日本には外国人旅行者を夢中にさせる美食が数多くあるが、弁当はそのうちの1つに数えられる。もはや弁当は日本の文化と言っても過言ではないだろう。中国メディアの今日頭条はこのほど、日本の駅弁を紹介する記事を掲載した。中国高速鉄道の弁当とは「どこが違うのか」分析している。

 記事はまず、日中の駅弁の写真を並べて比較。日本の駅弁は彩り豊かで栄養バランスも良く、なにより食欲をそそる見た目となっている。それに対して中国高速鉄道の弁当は、同じようにおかずごとに仕切りで分けてあり、おかずの数も日本の駅弁と大差ないが、どうにも食指が動くような見た目ではない。記事は、中国は「堂々たる美食の大国なのに」と残念がっている。

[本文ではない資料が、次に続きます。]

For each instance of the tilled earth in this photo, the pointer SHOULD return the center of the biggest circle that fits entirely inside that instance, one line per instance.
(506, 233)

 中国高速鉄道の弁当に魅力を感じないのは中国人も同じらしい。記事は中国の弁当は決して安くはないと紹介。一番安くて30元(約450円)くらい、少し高い弁当になると40元(600円)から60元(900円)もするが、「普通は高ければおいしいはずではないのか」と疑問を示している。つまり高いわりにおいしくないと言いたいようで、「どうりで誰も弁当を買わずにカップラーメンを食べているわけだ」と納得している。
 
 それに対して、日本の駅弁は見た目だけでなく、味もおいしいと言えるだろう。記事は、駅弁の種類も2000とも3000種類とも言われていると紹介。ある新幹線の駅弁は箱が新幹線の形をしているので、食べ終わった後も利用できたり、だるま弁当も食べ終わった後には貯金箱として使えたりすると感心。ます寿司はおいしいだけでなく、ケーキのように切って食べる独創性があり、30品目弁当は栄養バランスの良さが魅力的だと紹介した。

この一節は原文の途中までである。